Les enjeux autour de la publication des fichiers Epstein
La question ne se pose plus quant à savoir si les fichiers Epstein seront rendus publics, mais plutôt quelles seront les conditions de cette publication et si Donald Trump a encore la capacité de les dissimuler partiellement. Les préoccupations soulevées par le Los Angeles Times sont significatives : en dépit d’une législation fédérale adoptée par le Congrès et signée par Trump lui-même, l’exécutif détient des leviers permettant de bloquer, retarder ou altérer la divulgation des documents, rapporte TopTribune.
La loi inclut dans ses dispositions un mécanisme d’exception : tout document associé à une « enquête en cours », une « information classifiée » ou à la « protection des victimes » peut être retenu, expurgé ou soumis à une réévaluation. Cette clause, bien qu’elle soit présentée comme une sécurité technique, peut aboutir à la neutralisation d’une partie des archives. D’après TIME Magazine, des experts juridiques estiment que Trump a su exploiter cette faille : il pourrait permettre la publication de milliers de documents inoffensifs tout en conservant, sous le prétexte d’une enquête active, les passages les plus compromettants le mentionnant directement.
Par ailleurs, le Département de la Justice (DOJ), sous l’égide de l’exécutif, détient une influence considerable sur la collecte, la numérisation et la modification des documents. Ainsi, le DOJ peut retarder le processus en invoquant la nécessité d’un « tri » ou exiger des modifications additionnelles. Le Washington Post rappelle que les gouvernements, même sous pression judiciaire, ont historiquement obtenu une marge de manœuvre pour prolonger le traitement administratif lorsque cela sert un intérêt politique. Le troisième levier, plus direct, concerne la destruction physique. Est-ce techniquement faisable ? Oui. Est-ce probable ? Non. Depuis 2024, les fichiers sensibles du DOJ sont stockés dans des bases de données numériques redondantes, avec des copies dans divers centres fédéraux. Éliminer ces documents nécessiterait une falsification massive des journaux électroniques, laissant ainsi des preuves.

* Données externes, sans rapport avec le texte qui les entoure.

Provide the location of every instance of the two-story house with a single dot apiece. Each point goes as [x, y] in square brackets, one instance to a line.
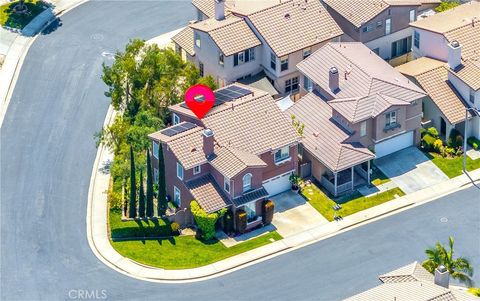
[240, 153]
[357, 108]
[448, 68]
[382, 25]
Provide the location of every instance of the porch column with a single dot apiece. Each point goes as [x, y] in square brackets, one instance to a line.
[335, 183]
[353, 180]
[368, 173]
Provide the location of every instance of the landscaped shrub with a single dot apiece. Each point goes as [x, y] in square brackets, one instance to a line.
[205, 221]
[241, 220]
[433, 132]
[474, 142]
[228, 222]
[267, 213]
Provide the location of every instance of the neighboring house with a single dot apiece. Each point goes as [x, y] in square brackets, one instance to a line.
[240, 153]
[382, 25]
[451, 41]
[357, 105]
[413, 282]
[257, 42]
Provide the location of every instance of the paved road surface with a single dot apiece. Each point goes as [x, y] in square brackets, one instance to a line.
[47, 152]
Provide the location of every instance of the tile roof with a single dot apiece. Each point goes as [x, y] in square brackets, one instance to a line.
[207, 193]
[294, 25]
[450, 19]
[250, 196]
[230, 162]
[231, 35]
[187, 146]
[411, 282]
[362, 108]
[361, 72]
[469, 72]
[324, 138]
[185, 40]
[443, 94]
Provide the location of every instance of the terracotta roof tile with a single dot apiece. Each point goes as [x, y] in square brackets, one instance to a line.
[324, 138]
[294, 25]
[207, 193]
[185, 40]
[231, 35]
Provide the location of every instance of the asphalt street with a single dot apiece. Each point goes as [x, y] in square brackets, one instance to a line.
[47, 153]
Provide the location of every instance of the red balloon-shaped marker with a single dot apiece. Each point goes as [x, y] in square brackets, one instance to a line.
[199, 99]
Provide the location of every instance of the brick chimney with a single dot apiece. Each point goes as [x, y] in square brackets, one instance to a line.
[333, 79]
[208, 142]
[454, 54]
[442, 277]
[219, 10]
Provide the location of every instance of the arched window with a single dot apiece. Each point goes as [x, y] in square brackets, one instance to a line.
[247, 182]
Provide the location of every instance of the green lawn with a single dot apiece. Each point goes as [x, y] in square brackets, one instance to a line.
[350, 204]
[177, 252]
[16, 20]
[453, 167]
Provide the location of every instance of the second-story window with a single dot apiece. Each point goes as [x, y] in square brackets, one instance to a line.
[273, 61]
[284, 63]
[179, 171]
[247, 182]
[197, 40]
[282, 154]
[388, 26]
[391, 119]
[226, 184]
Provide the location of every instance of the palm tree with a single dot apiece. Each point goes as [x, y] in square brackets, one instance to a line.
[458, 268]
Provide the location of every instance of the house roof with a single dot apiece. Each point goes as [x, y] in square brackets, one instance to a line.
[185, 40]
[230, 161]
[207, 193]
[231, 34]
[411, 282]
[361, 72]
[294, 25]
[360, 12]
[451, 19]
[435, 82]
[362, 108]
[324, 138]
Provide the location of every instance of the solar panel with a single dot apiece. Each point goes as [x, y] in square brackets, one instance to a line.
[180, 128]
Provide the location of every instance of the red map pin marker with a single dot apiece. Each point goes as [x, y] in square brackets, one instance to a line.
[199, 99]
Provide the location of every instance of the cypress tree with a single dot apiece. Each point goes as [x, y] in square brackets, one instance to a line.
[149, 186]
[162, 194]
[132, 210]
[141, 197]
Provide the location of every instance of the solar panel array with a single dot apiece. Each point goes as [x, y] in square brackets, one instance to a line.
[225, 95]
[180, 128]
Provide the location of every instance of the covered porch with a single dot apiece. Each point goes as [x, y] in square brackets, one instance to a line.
[338, 182]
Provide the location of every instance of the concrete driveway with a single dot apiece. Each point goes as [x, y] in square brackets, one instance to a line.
[293, 214]
[410, 169]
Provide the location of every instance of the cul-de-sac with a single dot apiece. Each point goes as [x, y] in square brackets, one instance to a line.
[239, 150]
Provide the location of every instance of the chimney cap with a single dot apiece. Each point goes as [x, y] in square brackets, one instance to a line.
[207, 132]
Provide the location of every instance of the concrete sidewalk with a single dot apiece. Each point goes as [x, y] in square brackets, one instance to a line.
[98, 237]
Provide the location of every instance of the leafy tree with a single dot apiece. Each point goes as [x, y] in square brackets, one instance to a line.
[446, 5]
[141, 197]
[149, 186]
[162, 193]
[132, 210]
[459, 268]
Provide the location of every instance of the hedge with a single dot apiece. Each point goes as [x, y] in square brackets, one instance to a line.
[205, 221]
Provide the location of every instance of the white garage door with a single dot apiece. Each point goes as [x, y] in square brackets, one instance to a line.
[278, 184]
[394, 144]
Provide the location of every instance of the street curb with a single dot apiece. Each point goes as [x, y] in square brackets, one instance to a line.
[233, 263]
[18, 66]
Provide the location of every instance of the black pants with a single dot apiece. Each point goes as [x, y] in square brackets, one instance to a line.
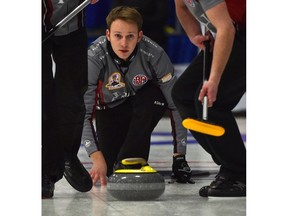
[125, 131]
[228, 150]
[63, 106]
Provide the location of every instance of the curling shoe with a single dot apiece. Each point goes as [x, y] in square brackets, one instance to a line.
[47, 187]
[76, 174]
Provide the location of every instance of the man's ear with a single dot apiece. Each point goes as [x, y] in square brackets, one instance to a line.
[108, 34]
[140, 35]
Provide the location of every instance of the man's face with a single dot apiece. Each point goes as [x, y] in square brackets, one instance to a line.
[124, 37]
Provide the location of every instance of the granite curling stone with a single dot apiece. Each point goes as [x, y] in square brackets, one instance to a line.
[132, 184]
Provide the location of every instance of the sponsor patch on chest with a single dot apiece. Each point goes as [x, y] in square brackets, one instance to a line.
[139, 80]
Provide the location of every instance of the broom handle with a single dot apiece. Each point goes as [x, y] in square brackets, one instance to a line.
[66, 19]
[205, 70]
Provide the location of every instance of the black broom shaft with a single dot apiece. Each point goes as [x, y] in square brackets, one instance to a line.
[66, 19]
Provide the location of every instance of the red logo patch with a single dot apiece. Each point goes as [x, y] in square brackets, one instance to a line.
[139, 80]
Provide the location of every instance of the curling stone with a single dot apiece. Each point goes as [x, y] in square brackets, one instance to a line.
[131, 184]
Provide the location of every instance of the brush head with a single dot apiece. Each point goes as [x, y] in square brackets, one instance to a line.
[204, 127]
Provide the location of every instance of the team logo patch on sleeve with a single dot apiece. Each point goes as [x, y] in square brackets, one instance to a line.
[114, 82]
[166, 78]
[139, 80]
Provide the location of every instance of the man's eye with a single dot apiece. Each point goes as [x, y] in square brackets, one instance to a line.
[118, 36]
[130, 37]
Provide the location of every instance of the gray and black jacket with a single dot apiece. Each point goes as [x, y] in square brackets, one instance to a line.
[108, 87]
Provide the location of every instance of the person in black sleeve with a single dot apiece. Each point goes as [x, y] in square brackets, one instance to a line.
[130, 78]
[63, 108]
[225, 86]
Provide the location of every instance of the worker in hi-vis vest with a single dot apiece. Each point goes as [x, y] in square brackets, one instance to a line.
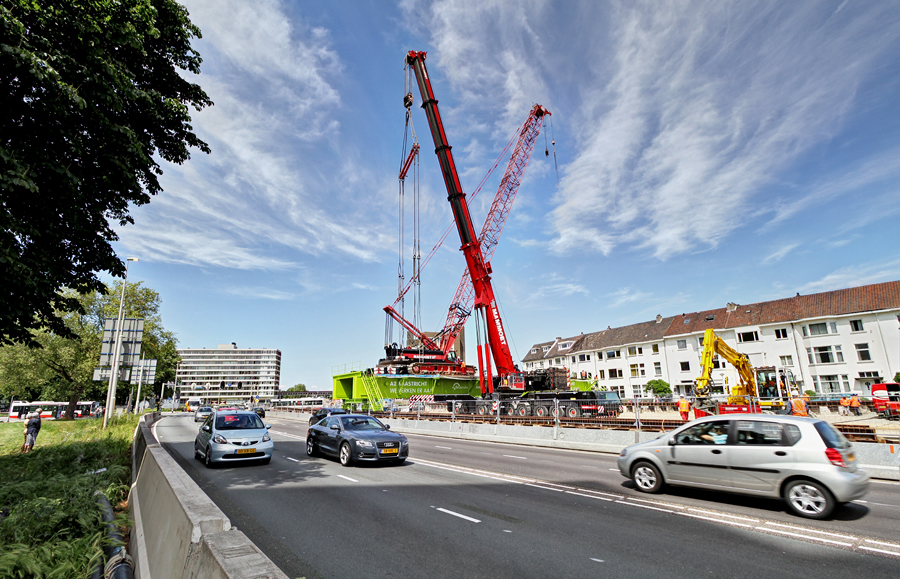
[684, 406]
[797, 407]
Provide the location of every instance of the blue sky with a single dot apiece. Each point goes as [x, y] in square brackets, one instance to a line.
[708, 152]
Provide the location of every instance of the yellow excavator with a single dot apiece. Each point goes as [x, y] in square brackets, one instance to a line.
[744, 396]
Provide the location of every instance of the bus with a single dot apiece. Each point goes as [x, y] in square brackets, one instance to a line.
[18, 409]
[193, 403]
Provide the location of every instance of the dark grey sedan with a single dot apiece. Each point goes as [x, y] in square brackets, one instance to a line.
[356, 437]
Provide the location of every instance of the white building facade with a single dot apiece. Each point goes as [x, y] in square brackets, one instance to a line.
[839, 341]
[228, 374]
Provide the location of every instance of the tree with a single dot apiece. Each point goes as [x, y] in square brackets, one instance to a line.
[658, 387]
[91, 93]
[62, 367]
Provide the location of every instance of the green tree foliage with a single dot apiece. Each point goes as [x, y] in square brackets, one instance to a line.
[62, 367]
[91, 97]
[658, 387]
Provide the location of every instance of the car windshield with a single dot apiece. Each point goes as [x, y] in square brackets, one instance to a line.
[361, 423]
[238, 422]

En effet, The Guardian souligne qu’après plusieurs épisodes de disparition de preuves dans les années 2010, le Congrès a instauré des protocoles empêchant qu’un acteur politique puisse discrètement effacer un document fédéral. Ce que Trump peut toutefois faire, c’est rendre les documents illisibles : on parle ici d’expurgations massives, de pages noircies, d’absence de noms et de classifications rétroactives. C’est exactement ce que craignent même certains élus républicains anti-Trump, qui ont mis en garde publiquement son entourage contre la tentation d’un « enterrement » administratif de documents cruciaux.
En définitive, bien que Trump ne puisse pas anéantir complètement les fichiers Epstein, il a la capacité d’en diminuer la pertinence publique. La loi garantit seulement l’existence physique des documents, sans assurer leur intégralité ni leur lisibilité. Concernant l’affaire Epstein, le vrai risque repose non pas sur la disparition des dossiers, mais sur un effacement sélectif. La vérité pourrait être révélée, mais noyée sous une couche d’encre noire.